I went to a gig without you the other day — my first since the last time we went to see my favorite band two years ago. And that top I wore the second time we met? I wore that to the gig, too — the first time since we broke up.
Remember that song you hated listening to because I had it on repeat during THAT road trip? It was a strange sensation, hearing it for the first time in a long time; memories of us getting lost then being relieved when our destination neared, suddenly heightened in surround sound.
That final note the singer hit was accompanied by you taking my photo, while your taking my hand and putting it in your lap would forever be attached to that final chorus. The second I heard the familiar strains of the opening bars, I instinctively reached out to skip the track — but I stopped, as I knew that just like this particular song, I couldn’t keep skipping past over what was obviously such a powerful memory.

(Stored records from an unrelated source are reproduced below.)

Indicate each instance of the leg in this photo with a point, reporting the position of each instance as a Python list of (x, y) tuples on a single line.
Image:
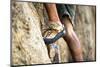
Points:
[(55, 24), (72, 40)]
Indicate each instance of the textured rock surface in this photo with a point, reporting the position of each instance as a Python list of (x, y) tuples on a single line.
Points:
[(27, 43), (29, 21)]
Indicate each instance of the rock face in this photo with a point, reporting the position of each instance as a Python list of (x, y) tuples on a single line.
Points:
[(28, 23), (27, 44), (85, 28)]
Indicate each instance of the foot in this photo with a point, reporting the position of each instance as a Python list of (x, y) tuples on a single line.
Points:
[(55, 31)]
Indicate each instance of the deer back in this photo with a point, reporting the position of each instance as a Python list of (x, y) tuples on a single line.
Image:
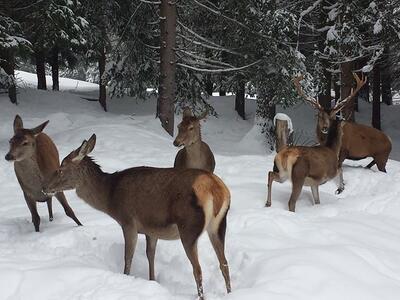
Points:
[(361, 141)]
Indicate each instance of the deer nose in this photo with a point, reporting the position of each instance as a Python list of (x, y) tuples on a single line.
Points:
[(9, 157), (176, 143)]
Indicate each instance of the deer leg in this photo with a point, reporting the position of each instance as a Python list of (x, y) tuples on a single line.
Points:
[(341, 182), (189, 232), (217, 239), (381, 163), (272, 176), (314, 191), (33, 209), (68, 210), (151, 243), (371, 164), (50, 208), (130, 237), (299, 173)]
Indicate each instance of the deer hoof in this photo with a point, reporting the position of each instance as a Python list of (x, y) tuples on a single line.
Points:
[(339, 190)]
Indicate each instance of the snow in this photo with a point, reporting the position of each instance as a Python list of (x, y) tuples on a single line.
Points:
[(348, 247), (284, 117)]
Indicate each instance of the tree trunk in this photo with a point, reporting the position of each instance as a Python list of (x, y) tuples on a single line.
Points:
[(376, 97), (240, 100), (345, 89), (325, 98), (9, 66), (40, 70), (209, 85), (102, 86), (55, 69), (167, 87), (386, 79)]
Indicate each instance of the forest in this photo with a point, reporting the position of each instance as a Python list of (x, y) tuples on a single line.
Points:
[(199, 149), (186, 50)]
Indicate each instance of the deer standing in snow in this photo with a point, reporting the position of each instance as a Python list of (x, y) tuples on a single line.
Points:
[(357, 141), (35, 157), (196, 154), (160, 203), (310, 166)]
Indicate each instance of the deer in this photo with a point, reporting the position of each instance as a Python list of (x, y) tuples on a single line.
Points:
[(195, 153), (161, 203), (310, 165), (357, 141), (35, 157)]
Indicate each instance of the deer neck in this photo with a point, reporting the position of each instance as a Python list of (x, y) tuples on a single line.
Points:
[(95, 185), (194, 149)]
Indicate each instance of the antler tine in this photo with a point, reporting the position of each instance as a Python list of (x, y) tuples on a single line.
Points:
[(314, 102), (360, 83)]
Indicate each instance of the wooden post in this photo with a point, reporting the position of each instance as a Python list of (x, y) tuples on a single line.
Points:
[(283, 129)]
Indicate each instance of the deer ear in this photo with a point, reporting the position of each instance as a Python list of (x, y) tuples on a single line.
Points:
[(18, 124), (80, 152), (187, 112), (38, 129)]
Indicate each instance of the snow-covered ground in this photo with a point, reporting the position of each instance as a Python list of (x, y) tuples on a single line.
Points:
[(348, 247)]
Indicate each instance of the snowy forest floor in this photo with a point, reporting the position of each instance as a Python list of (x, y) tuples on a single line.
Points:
[(348, 247)]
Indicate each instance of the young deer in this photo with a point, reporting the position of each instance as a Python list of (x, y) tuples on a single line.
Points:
[(196, 154), (35, 157), (160, 203), (311, 166), (357, 141)]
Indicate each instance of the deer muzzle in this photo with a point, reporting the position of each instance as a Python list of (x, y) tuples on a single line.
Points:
[(9, 157)]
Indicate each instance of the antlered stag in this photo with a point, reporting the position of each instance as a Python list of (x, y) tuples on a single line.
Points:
[(35, 157), (311, 166), (160, 203), (357, 141), (196, 154)]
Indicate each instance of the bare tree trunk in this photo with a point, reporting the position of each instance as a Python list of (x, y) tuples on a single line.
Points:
[(55, 69), (209, 84), (345, 90), (9, 66), (240, 100), (40, 70), (167, 87), (102, 86), (376, 97), (386, 78), (325, 98)]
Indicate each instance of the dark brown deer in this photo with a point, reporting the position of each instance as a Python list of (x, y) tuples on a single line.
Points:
[(357, 141), (35, 157), (160, 203), (310, 166), (196, 154)]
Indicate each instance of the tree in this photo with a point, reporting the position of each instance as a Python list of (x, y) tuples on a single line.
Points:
[(11, 42), (167, 87)]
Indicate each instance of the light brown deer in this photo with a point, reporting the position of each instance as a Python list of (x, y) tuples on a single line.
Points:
[(310, 166), (196, 154), (35, 157), (160, 203), (357, 141)]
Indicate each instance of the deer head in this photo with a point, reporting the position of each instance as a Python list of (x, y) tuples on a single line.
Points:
[(23, 143), (189, 129), (69, 174), (326, 116)]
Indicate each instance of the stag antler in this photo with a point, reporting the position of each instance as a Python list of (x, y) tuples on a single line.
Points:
[(360, 83), (314, 102), (204, 114)]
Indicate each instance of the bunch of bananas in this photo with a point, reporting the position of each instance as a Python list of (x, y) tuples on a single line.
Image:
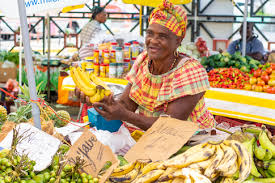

After we broke up, I couldn’t bear to bring myself to visit the same places we had been to — and something as simple as watching our favorite TV show, I would put off for months as I felt as though it would be unfair for me to go ahead and watch it without you. Like a spoiler without its supporting cast, watching scenes unfold without you next to me rendered the whole experience pointless; dooming me to practice this approach across every element of my waking, sleeping, single life.
In time, I met other people who would take your place. Not your person, but literally your place. You see, I knew you were irreplaceable. But those memories of different events and circumstances? Those physical geographic locations COULD be replaced.
So I set about revisiting that library — and got to embark on a secret underground tour I didn’t get to experience the first time round with you. That Italian restaurant we went to with friends? I took a date there — and we had a great time. Remember that awful job I had in the city? Well, guess what — I got a new job with a new company at the same city center building!
Yet sadly, while painting over the memories is a vain attempt at sealing the cracks of our relationship, it was inevitable that the lick of paint I casually coated over those instances would eventually wear away. Despite trying my very hardest to pass these memories off as new and monumental events, the cracks started to show — and those people I put in your place? Their once impressive sheen and gloss faded away to reveal the existing paintwork — your name etched into my heart.
It didn’t matter how many people I tried to replace you with, or the variety of situations I manipulated so as not to mimic that exact memory, I learned the hard way that your place is your own.
No one can ever take your place.
And that’s why I’ve given up on repeating our memories with others. Those memories were clearly given to us for a reason — for us to treasure together, not to be shared with others.
So if I’m ever lucky enough to meet you again, I promise I won’t ever waste a second in putting you first.